The Bible says that when they say this, Pilate becomes more frightened than ever, because while he had known the people were demanding the crucifixion of a heretic, he had no idea that they were asking him to kill a god.  So he asks Jesus where He is from.  But Jesus does not answer.  Pilate asks, “Why don’t you talk to me?…Don’t you realize that I have the power to release you or crucify you?” (v. 10)

Jesus replies, “You would have no power over me at all unless it were given to you from above.” (v. 11)  With this one statement, Jesus shows that He may be beaten, but He is not defeated.  The One who seems powerless is about to take His throne on the cross.  The thorns He wears are more valuable than gold, because while He already was the Son of God, this crown earns Him the title of Savior.  Pilate may have at his disposal a legion of soldiers, but if His Father had willed it, Jesus could have commanded a legion of angels to come to His aid.  The priests may have influence, the people may have power, but God is in control.

But, still the game of thrones goes on, with only one of its players knowing the final score.  The religious leaders remind Pilate that if he lets Jesus go, he is no friend of Caesar’s.  Pilate feels the weight of the Roman crown bearing down on him, but he also fears the people—so he lets them decide.  They call for Jesus’ execution, and the governor capitulates, even though he finds no fault with the accused.  They take Jesus away and crucify Him.  Pilate has a sign placed above Jesus’ head that reads, “Jesus of Nazareth, the King of the Jews.” (v. 19)

Again, the game of thrones continues.  The religious leaders that Pilate’s inscription actually labels Jesus as their king.  They can’t quite tell if he’s being sarcastic or serious, so they offer a correction.  “Change it from ‘The King of the Jews’ to ‘He said, I am King of the Jews.’” (v. 21) Pilate retorts, “No, what I have written, I have written.” (v. 22)  So Jesus, already recognized as Son of God by many, is crowned, enthroned on the cross, and literally declared to be royalty by a representative of the greatest empire the world has ever known.  The game of thrones is complete—In what looks like defeat, Jesus has triumphed.  Cersei Lannister said, “When you play the game of thrones, you win or you die.”  But Jesus has done both!

In this game, Jesus proves that when each player thinks they have the power, the religious leaders, the people, the soldiers, and Pilate are really living a farce.  In fact, God is maneuvering for the win.  The Bible says it’s all about Jesus, not us.  “Through [Jesus]God created…the things we can see and the things we can’t see— such as thrones, kingdoms, rulers, and authorities in the unseen world.

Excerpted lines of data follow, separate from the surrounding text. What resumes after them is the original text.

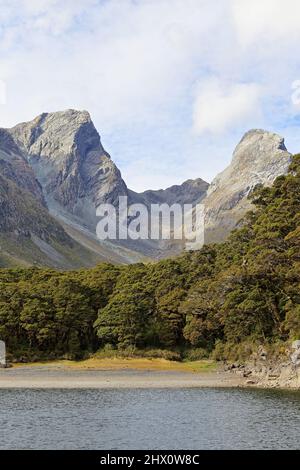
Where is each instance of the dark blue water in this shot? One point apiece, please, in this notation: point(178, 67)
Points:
point(149, 419)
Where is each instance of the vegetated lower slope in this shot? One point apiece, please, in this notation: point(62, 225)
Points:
point(243, 291)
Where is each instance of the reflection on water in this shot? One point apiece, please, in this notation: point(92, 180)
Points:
point(149, 419)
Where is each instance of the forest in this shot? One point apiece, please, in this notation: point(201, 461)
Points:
point(207, 303)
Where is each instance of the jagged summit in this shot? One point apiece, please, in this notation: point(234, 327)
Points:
point(259, 158)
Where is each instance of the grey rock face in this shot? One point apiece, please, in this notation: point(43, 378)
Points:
point(76, 174)
point(65, 152)
point(14, 166)
point(2, 354)
point(189, 192)
point(259, 158)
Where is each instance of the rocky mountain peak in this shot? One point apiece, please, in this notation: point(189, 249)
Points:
point(259, 158)
point(65, 151)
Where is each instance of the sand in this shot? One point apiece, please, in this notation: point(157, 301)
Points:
point(119, 375)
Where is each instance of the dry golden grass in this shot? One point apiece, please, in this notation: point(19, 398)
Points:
point(130, 363)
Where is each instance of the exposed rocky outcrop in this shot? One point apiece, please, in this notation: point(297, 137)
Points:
point(264, 370)
point(76, 175)
point(259, 158)
point(189, 192)
point(56, 172)
point(66, 154)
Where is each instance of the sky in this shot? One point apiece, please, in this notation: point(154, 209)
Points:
point(171, 85)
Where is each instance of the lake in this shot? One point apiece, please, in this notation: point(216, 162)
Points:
point(149, 419)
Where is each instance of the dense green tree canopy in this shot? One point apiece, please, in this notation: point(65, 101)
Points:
point(245, 288)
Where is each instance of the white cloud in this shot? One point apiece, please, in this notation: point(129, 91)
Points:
point(266, 20)
point(218, 107)
point(143, 69)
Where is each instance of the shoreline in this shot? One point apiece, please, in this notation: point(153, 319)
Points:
point(109, 374)
point(133, 373)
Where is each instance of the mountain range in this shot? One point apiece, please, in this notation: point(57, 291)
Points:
point(54, 172)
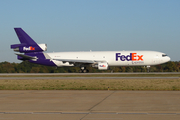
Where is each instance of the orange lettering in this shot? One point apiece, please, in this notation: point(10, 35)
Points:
point(140, 57)
point(133, 56)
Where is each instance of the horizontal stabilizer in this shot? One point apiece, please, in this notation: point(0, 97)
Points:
point(26, 56)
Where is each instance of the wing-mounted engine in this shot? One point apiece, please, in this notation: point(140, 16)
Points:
point(23, 48)
point(103, 66)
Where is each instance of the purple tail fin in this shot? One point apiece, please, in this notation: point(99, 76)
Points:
point(27, 43)
point(24, 37)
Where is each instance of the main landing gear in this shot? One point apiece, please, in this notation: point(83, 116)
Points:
point(83, 70)
point(148, 68)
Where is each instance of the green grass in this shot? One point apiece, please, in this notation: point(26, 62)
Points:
point(98, 75)
point(91, 84)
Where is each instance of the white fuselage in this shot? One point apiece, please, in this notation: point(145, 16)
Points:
point(113, 58)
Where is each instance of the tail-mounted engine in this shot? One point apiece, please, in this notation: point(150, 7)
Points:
point(102, 66)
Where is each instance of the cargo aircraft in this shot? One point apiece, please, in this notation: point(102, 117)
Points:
point(102, 60)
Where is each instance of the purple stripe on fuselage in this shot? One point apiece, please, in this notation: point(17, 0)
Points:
point(40, 59)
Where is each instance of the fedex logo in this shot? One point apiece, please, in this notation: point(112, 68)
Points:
point(131, 57)
point(28, 48)
point(102, 65)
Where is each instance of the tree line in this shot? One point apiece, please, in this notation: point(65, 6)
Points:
point(27, 67)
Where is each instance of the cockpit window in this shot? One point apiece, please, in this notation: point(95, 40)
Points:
point(164, 55)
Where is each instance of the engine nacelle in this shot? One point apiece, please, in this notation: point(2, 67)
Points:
point(102, 66)
point(31, 48)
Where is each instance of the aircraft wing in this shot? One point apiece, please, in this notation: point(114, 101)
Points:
point(26, 56)
point(80, 61)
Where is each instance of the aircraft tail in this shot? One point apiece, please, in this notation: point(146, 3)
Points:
point(27, 43)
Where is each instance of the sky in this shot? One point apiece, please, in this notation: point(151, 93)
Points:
point(97, 25)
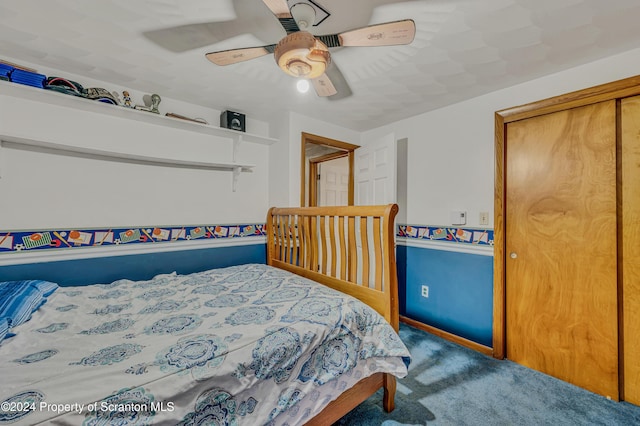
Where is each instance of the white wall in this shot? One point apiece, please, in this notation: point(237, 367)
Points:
point(451, 150)
point(43, 189)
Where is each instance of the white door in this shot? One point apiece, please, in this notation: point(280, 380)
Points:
point(375, 172)
point(334, 182)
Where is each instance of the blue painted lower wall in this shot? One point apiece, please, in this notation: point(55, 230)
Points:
point(135, 267)
point(460, 291)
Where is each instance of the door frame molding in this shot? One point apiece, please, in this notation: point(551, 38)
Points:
point(609, 91)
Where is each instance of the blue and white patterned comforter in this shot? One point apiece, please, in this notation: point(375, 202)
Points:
point(247, 344)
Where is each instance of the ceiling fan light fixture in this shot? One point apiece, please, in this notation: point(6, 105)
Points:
point(303, 85)
point(301, 55)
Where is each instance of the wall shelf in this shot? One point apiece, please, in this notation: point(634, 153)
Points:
point(59, 99)
point(7, 141)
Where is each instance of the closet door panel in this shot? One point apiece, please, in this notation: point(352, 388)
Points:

Everything was created through him and for him.” (Colossians 1:16)  Because it’s all about Jesus, Revelation 4:10 depicts twenty-four rulers casting their crowns at His feet, and rejecting their own glory. In our lives, we must be careful lest we think too highly of our own position and power as well.  Don’t even bother trying to play the game of thrones, setting yourself up as if you’re in control—because God is on the throne.  Instead, trust the One who was willing to bear the scourge, the thorns, and the cross for you.  Let Him be the King of your life.

©2017 Greg Smith

About Greg Smith

Greg Smith is a Baptist minister who has served churches in Central and Southside Virginia. He lives in Halifax County, VA with his wife and children. To read more of Greg’s writings check out his blog at revgregsmith.blogspot.com.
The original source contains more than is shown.